Je me retournai ; je ne comprenais plus comment j’étais venu jusqu’ici et comment je l’avais pu sans prendre peur. Je ne savais pas trop où étaient les fenêtres et où, les tableaux, et lorsque nous repartîmes, il dut me conduire.

Ils ne te feront rien, assurait-il généreusement et riait de nouveau.


Mon cher, cher Erik ; peut-être as-tu quand même été mon seul ami. Car je n’en ai jamais eu. Quel dommage que tu aies fait si peu de cas de l’amitié. J’aurais voulu te raconter bien des choses.
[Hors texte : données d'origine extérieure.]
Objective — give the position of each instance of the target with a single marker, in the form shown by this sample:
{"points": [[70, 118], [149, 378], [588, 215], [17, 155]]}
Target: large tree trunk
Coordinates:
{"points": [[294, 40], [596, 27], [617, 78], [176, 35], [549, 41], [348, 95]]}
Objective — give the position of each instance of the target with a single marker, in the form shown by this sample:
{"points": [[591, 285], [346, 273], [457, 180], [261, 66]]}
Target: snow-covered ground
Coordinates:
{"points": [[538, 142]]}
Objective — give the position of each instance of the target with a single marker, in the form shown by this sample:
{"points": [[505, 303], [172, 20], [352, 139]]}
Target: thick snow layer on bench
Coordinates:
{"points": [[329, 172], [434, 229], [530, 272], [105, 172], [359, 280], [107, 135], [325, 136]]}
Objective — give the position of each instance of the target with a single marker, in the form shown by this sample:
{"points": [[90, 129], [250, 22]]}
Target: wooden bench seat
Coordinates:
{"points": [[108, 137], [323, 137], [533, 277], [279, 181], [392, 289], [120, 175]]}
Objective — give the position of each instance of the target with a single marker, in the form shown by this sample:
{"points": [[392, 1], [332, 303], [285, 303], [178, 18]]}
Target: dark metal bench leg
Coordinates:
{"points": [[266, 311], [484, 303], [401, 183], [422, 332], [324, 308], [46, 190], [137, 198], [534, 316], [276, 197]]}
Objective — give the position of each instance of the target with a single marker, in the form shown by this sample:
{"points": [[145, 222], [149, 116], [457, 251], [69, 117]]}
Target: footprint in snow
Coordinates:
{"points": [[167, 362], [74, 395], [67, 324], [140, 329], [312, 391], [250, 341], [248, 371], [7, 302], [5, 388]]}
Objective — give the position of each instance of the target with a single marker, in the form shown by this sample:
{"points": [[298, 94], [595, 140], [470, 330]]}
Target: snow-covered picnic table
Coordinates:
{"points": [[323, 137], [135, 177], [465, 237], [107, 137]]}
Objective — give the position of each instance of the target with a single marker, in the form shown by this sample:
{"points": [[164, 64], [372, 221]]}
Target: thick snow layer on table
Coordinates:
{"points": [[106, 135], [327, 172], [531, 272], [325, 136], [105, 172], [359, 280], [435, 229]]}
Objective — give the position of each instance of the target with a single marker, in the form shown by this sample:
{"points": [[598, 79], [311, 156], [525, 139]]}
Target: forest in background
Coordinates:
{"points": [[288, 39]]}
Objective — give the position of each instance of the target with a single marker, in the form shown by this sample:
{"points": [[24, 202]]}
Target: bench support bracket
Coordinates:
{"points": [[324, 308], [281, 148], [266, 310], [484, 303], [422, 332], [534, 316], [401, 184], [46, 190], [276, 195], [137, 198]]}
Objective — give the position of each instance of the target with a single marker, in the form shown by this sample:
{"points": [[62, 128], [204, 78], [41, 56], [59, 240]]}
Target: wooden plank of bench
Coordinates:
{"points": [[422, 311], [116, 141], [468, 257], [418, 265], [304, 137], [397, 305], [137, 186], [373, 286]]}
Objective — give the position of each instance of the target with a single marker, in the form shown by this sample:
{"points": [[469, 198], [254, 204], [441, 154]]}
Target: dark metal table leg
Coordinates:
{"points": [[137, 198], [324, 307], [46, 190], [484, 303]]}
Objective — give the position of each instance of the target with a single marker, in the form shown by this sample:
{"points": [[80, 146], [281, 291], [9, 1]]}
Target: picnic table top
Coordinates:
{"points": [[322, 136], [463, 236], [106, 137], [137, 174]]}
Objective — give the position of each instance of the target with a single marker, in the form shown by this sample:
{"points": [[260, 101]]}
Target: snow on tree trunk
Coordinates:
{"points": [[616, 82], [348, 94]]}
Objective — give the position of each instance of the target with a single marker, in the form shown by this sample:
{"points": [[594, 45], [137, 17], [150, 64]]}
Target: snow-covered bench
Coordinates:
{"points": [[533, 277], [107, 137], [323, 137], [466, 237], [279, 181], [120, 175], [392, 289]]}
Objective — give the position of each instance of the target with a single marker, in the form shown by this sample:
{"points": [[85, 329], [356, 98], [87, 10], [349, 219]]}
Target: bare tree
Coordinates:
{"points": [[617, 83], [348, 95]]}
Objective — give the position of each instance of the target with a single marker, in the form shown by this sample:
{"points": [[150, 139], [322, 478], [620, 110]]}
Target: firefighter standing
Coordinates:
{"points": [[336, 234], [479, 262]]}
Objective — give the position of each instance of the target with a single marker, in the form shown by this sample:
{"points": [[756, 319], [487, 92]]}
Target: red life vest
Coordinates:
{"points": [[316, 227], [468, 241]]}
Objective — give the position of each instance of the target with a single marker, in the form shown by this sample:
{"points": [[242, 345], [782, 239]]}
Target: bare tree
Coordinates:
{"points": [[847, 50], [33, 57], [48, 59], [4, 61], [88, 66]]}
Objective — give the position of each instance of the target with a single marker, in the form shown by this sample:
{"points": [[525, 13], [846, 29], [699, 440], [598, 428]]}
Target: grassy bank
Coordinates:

Peut-être nous serions-nous accordés. On ne peut pas savoir. Je me rappelle qu’on faisait alors ton portrait. Grand-père avait fait venir quelqu’un qui te peignait. Tous les matins pendant une heure. Je ne me rappelle plus la tête de ce peintre, j’ai oublié son nom, bien que Mathilde Brahe le répétât à tout moment.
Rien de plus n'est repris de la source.